The fact sheet goes to state the following:

“We may also give you further time to provide us notice that business income or supplies were made. This will generally be the case where you have a lodgment deferral in place. If you did not have a lodgment deferral in place, you will not become eligible if you lodge or amend returns for those periods now.”

(Although this would not be intended, arguably it seems to unfairly punish those who do not have a deferral already in place. It could even be argued that this is against the spirit of what is after all a rescue package.)

However, the ATO does go on to say that, as the cash flow boost is generated on lodgment of an eligible activity statement, if a lodgment deferral has been granted by the ATO, the cash flow boost will generally be made at the time of the deferred lodgment. This ensures that eligible entities that have received deferrals, eg due to recent natural disasters such as the bushfires, do not miss out on the payment or have to forgo their extended time to lodge to qualify.

In addition, entities may choose to lodge before the deferred due date (but only on or after 28 April 2020) in order to access the cash flow boost earlier, eg those expecting GST refunds.

The ATO states that, to be entitled to the cash flow boost payments, eligible entities need to lodge the relevant activity statements within 2 years of when the activity statements were due to be lodged.
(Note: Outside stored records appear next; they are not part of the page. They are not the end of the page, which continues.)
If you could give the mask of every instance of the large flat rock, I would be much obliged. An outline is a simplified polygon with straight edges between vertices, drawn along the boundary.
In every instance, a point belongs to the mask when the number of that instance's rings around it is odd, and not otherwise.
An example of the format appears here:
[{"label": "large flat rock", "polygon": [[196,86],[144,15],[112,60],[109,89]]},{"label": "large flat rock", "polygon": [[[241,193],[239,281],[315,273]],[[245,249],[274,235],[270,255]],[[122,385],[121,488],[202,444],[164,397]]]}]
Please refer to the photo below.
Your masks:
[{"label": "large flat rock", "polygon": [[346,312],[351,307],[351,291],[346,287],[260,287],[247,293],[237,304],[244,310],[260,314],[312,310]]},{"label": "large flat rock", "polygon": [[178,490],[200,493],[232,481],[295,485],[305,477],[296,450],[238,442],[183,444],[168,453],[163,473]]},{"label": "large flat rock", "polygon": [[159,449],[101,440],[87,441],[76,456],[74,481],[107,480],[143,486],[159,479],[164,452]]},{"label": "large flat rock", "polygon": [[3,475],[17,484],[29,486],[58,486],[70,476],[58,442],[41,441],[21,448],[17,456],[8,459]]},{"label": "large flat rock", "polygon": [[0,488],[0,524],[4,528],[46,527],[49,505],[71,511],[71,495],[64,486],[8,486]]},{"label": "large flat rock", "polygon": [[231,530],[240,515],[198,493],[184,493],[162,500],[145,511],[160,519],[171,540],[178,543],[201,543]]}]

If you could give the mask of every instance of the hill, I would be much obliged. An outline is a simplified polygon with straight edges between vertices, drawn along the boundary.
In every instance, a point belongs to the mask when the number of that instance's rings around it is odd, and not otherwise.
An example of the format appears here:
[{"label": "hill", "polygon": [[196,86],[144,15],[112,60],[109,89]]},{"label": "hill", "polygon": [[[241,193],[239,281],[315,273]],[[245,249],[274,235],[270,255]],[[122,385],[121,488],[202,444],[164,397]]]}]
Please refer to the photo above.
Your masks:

This ensures that the measure is targeted at helping employers during the period affected by C-19.

Importantly, the ATO states that to access the cash flow boost, entities must lodge their activity statement. If an entity does not need to lodge an activity statement in respect of its PAYG withholding, the ATO is “working through a solution” and will update its website with more information on what such an entity needs to do.

Finally, the ATO notes that entities will still be entitled to a deduction for PAYG withholding paid. And for those readers with a GST bent, the ATO confirms what you already know – that payment will not be treated as consideration for a taxable supply as the entity is not making or agreeing to make a supply for the payment (ie it is not subject to GST).